The Court considered "whether the disadvantages involved in this practice are sufficiently important to warrant a holding that it constitutes a breach of the rules of natural justice, or whether full Board meetings are consistent with these rules, provided that certain safeguards be observed."

In weighing these considerations, the Court recognized the inherent problems associated with the full Board meetings, which compromised the independence of panels to decide individual cases:

It is obvious that no outside interference may be used to compel or pressure a decision maker to participate in discussions on policy issues raised by a case on which he must render a decision. It also goes without saying that a formalized consultation process could not be used to force or induce decision makers to adopt positions with which they do not agree. Nevertheless, discussions with colleagues do not constitute, in and of themselves, infringements on the panel members' capacity to decide the issues at stake independently. A discussion does not prevent a decision maker from adjudicating in accordance with his own conscience and opinions nor does it constitute an obstacle to this freedom. Whatever discussion may take place, the ultimate decision will be that of the decision maker for which he assumes full responsibility.

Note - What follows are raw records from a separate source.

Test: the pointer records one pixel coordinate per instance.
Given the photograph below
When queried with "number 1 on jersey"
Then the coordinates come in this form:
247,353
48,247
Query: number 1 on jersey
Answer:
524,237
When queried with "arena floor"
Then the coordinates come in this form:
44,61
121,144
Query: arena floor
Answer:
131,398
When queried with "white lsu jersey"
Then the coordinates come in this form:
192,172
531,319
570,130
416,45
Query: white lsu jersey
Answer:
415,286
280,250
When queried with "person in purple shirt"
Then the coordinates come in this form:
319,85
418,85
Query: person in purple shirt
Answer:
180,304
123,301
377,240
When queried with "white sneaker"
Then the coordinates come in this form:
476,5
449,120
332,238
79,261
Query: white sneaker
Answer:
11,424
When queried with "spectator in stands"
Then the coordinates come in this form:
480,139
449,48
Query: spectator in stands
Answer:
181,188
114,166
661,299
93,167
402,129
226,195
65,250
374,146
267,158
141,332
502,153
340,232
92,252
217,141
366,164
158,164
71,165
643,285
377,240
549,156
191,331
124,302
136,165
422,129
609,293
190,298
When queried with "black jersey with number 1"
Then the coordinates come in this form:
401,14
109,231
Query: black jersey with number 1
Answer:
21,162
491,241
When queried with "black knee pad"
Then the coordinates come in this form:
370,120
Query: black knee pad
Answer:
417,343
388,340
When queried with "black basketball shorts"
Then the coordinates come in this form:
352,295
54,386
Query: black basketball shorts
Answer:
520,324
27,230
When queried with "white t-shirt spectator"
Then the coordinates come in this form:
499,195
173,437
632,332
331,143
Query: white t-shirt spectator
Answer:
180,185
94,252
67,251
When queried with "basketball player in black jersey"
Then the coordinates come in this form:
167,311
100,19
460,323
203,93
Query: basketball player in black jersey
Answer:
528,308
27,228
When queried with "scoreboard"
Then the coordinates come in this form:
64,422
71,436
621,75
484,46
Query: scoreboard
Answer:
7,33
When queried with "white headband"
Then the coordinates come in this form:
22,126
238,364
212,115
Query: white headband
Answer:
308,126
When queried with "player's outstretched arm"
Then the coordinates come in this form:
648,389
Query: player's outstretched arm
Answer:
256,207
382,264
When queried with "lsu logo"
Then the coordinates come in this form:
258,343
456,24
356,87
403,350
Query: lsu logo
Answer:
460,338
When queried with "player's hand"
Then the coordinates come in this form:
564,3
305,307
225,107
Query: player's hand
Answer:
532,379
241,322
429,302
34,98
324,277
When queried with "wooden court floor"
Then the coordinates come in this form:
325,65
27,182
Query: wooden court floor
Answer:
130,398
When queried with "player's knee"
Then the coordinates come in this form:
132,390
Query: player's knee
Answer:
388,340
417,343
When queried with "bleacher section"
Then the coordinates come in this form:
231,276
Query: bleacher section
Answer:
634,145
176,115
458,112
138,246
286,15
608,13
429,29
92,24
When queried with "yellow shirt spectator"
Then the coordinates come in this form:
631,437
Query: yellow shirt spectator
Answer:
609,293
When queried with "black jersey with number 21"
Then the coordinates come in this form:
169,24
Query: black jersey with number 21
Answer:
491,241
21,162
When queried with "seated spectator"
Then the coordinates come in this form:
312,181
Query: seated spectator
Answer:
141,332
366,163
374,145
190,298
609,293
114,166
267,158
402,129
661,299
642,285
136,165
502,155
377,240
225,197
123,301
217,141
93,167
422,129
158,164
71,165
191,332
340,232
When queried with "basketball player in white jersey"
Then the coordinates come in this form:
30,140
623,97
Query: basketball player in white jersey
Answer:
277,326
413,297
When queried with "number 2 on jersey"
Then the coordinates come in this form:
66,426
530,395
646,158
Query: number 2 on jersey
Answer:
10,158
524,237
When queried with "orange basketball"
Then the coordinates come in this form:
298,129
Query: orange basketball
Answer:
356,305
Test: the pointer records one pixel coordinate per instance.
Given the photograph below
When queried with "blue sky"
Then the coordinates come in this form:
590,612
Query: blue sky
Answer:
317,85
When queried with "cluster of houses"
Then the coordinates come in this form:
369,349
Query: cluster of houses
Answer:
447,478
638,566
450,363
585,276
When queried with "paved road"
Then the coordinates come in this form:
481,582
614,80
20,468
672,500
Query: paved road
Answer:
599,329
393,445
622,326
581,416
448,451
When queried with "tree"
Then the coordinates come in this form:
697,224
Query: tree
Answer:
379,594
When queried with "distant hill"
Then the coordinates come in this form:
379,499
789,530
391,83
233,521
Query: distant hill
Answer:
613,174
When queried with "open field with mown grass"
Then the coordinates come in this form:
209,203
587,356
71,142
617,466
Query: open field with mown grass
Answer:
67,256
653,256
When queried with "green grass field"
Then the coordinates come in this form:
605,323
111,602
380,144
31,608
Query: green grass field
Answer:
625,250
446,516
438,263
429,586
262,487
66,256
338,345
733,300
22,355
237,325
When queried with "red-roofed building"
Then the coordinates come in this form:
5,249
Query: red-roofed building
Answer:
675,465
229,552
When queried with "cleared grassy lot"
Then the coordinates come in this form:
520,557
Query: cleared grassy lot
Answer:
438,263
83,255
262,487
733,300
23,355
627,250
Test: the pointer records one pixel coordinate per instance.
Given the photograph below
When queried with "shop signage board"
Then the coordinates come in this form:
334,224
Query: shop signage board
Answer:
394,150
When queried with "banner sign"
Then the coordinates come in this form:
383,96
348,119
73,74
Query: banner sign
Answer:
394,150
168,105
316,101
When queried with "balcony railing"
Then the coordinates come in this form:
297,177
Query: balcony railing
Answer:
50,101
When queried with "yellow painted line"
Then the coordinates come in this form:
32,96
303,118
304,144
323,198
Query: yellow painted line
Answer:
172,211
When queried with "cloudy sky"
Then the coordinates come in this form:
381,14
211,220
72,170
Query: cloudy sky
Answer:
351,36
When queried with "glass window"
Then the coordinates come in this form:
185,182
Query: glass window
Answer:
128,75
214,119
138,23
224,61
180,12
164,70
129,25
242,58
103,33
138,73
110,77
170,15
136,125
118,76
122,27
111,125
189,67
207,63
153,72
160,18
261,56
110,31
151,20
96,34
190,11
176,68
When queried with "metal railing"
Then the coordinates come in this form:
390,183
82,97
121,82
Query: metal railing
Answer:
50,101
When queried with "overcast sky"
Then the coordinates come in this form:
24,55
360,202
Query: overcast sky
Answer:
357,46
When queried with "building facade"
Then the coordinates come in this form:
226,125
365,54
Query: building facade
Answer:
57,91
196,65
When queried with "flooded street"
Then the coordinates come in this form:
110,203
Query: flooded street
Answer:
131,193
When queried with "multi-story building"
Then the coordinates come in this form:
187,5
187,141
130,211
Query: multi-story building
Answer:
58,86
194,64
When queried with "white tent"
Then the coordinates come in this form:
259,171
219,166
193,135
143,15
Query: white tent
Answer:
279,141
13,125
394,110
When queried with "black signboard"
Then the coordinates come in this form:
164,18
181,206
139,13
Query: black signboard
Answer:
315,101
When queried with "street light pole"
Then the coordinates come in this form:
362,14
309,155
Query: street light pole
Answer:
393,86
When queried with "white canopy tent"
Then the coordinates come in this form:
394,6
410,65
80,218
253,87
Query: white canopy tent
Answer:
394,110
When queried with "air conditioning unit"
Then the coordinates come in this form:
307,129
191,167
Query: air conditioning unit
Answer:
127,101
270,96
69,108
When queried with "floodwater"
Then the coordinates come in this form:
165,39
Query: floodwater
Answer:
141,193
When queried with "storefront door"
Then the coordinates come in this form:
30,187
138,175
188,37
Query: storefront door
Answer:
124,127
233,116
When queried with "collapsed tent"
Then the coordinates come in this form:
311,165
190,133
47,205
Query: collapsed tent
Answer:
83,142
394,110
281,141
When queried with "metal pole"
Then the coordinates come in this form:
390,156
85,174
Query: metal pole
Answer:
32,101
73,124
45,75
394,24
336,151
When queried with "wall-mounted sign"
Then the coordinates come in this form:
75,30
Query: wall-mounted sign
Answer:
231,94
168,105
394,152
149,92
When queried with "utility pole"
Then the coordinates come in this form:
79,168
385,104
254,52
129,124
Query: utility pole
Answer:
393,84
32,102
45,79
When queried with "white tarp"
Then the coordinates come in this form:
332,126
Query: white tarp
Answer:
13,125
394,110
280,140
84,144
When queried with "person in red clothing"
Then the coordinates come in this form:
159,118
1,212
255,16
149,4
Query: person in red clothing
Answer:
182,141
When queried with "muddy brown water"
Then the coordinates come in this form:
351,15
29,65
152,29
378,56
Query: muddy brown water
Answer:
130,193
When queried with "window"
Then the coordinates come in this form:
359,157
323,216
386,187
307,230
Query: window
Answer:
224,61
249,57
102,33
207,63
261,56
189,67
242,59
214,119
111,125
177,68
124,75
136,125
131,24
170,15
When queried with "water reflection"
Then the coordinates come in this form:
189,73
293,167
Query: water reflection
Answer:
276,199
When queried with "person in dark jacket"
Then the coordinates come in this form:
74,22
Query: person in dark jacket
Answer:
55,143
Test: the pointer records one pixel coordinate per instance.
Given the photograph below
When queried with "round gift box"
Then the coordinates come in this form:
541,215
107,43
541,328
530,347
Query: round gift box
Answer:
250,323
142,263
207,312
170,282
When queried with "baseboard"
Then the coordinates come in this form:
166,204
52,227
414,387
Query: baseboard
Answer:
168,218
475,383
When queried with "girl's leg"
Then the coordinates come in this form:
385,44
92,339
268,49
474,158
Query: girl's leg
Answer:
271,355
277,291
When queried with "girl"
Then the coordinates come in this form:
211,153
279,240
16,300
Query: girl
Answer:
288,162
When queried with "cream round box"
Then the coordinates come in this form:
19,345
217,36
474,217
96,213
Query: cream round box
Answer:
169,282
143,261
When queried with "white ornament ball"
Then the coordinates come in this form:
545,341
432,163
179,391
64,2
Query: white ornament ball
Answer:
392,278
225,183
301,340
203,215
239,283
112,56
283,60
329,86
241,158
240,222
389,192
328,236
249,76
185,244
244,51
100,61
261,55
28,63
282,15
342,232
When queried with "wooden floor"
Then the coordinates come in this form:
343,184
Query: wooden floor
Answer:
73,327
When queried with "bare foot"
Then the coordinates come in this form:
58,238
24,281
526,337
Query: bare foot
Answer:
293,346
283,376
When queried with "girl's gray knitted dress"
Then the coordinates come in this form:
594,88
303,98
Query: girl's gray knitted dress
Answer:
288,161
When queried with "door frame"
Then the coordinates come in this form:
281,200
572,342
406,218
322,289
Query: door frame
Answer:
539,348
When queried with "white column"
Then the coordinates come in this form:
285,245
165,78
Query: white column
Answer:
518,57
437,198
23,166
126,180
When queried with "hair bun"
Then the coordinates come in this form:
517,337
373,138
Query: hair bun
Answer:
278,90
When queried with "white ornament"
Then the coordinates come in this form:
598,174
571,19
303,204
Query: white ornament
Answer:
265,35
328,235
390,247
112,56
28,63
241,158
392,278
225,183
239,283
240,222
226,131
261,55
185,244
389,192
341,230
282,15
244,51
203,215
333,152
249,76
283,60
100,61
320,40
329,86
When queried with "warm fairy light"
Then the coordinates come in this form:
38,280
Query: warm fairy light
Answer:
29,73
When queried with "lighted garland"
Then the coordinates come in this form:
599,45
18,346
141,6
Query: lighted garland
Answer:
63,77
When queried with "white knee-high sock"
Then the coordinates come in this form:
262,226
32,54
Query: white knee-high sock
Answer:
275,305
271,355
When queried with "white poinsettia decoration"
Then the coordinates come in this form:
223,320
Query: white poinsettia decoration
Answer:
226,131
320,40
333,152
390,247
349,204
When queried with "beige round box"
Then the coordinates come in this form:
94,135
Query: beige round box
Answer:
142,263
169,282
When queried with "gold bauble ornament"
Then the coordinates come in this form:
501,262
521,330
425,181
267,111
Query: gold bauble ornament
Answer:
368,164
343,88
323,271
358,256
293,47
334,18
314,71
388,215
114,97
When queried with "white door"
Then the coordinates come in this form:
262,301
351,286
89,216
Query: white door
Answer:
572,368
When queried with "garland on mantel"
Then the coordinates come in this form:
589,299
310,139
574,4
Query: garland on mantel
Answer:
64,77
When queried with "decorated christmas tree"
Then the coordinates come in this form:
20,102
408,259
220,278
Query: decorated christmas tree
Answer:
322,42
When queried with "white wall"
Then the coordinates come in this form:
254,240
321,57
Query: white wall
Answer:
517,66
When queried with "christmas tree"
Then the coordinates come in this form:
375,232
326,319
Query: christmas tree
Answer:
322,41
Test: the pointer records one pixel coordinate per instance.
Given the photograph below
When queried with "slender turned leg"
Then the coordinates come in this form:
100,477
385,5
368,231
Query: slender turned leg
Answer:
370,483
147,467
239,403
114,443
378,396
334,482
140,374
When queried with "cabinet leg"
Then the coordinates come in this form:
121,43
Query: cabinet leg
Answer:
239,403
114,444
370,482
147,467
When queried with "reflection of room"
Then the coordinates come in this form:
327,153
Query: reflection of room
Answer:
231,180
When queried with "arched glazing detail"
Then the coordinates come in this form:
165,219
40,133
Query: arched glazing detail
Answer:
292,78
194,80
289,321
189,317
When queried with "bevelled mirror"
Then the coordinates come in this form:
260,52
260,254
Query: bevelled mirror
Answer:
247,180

Nonetheless, the Court found that since the full Board meetings were limited to discussions of policy and not factual findings, they were satisfied that the meetings did not influence or pressure the individual three-member panels deciding each case.

Gonthier J. summarized the court's opinion:

The advantages of an institutionalized consultation process are obvious and I cannot agree with the proposition that this practice necessarily conflicts with the rules of natural justice. The rules of natural justice must have the flexibility required to take into account the institutional pressures faced by modern administrative tribunals as well as the risks inherent in such a practice. ...

The consultation process adopted by the Board formally recognizes the disadvantages inherent in full board meetings, namely that the judicial independence of the panel members may be fettered by such a practice and that the parties do not have the opportunity to respond to all the arguments raised at the meeting. The safeguards attached to this consultation process are, in my opinion, sufficient to allay any fear of violations of the rules of natural justice provided as well that the parties be advised of any new evidence or grounds and given an opportunity to respond. The balance so achieved between the rights of the parties and the institutional pressures the Board faces are consistent with the nature and purpose of the rules of natural justice.

==Aftermath==
The Supreme Court of Canada re-affirmed its decision in Tremblay v. Quebec (Commission des affaires sociales) and Ellis-Don Ltd. v. Ontario (Labour Relations Board). They further clarified that meetings involving members not on the panel hearing the case could constitute inappropriate influence if the applicant could show that there was systemic pressure acting on the panels.